20240037788. 3D POSE ESTIMATION IN ROBOTICS simplified abstract (NVIDIA Corporation)

From WikiPatents
Jump to navigation Jump to search

3D POSE ESTIMATION IN ROBOTICS

Organization Name

NVIDIA Corporation

Inventor(s)

Sravya Nimmagadda of Santa Clara CA (US)

David Weikersdorfer of Mountain Vuew CA (US)

3D POSE ESTIMATION IN ROBOTICS - A simplified explanation of the abstract

This abstract first appeared for US patent application 20240037788 titled '3D POSE ESTIMATION IN ROBOTICS

Simplified Explanation

The abstract of the patent application describes a method for training an autoencoder to predict 3D pose labels using simulation data. The simulation data is extracted from a simulated environment that represents the deployment environment of a 3D pose estimator. Assets such as 3D models, textures, and deployment parameters are used to mimic the deployment environment. The autoencoder is trained to predict a segmentation image that is invariant to occlusions and exclude areas of the input image corresponding to object appendages. Additionally, a GAN is used to adapt the 3D pose to unlabeled real-world data by predicting whether the output of the 3D pose estimator is generated from real-world or simulated data.

  • An autoencoder is trained to predict 3D pose labels using simulation data.
  • Simulation data is extracted from a simulated environment representing the deployment environment of a 3D pose estimator.
  • Assets like 3D models, textures, and deployment parameters are used to mimic the deployment environment.
  • The autoencoder predicts a segmentation image that is invariant to occlusions.
  • Areas of the input image corresponding to object appendages are excluded from the prediction.
  • A GAN is used to adapt the 3D pose to unlabeled real-world data.
  • The GAN predicts whether the output of the 3D pose estimator is from real-world or simulated data.

Potential Applications

  • Improving the accuracy and robustness of 3D pose estimation in real-world scenarios.
  • Training 3D pose estimators using simulated data before deployment in real-world environments.
  • Enhancing the performance of computer vision systems in object recognition and tracking.

Problems Solved

  • Overcoming the limitations of training 3D pose estimators solely on real-world data.
  • Addressing occlusion challenges in 3D pose estimation.
  • Improving the generalization of 3D pose estimators to different deployment scenarios.

Benefits

  • Increased accuracy and reliability of 3D pose estimation in real-world applications.
  • Cost-effective training of 3D pose estimators using simulated data.
  • Improved adaptability of 3D pose estimators to various deployment conditions.
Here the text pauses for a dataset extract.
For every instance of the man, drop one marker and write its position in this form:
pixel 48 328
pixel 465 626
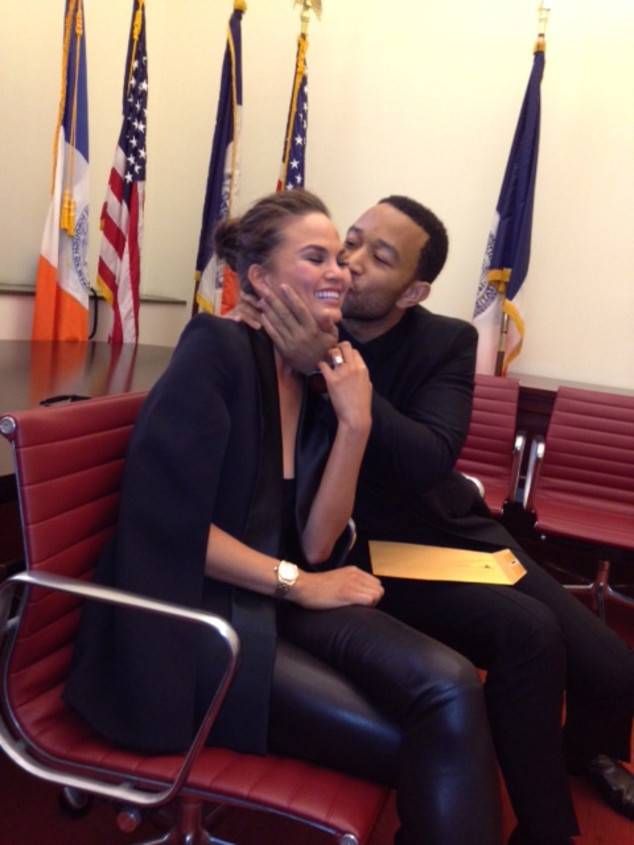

Original Abstract Submitted

an autoencoder may be trained to predict 3d pose labels using simulation data extracted from a simulated environment, which may be configured to represent an environment in which the 3d pose estimator is to be deployed. assets may be used to mimic the deployment environment such as 3d models or textures and parameters used to define deployment scenarios and/or conditions that the 3d pose estimator will operate under in the environment. the autoencoder may be trained to predict a segmentation image from an input image that is invariant to occlusions. further, the autoencoder may be trained to exclude areas of the input image from the object that correspond to one or more appendages of the object. the 3d pose may be adapted to unlabeled real-world data using a gan, which predicts whether output of the 3d pose estimator was generated from real-world data or simulated data.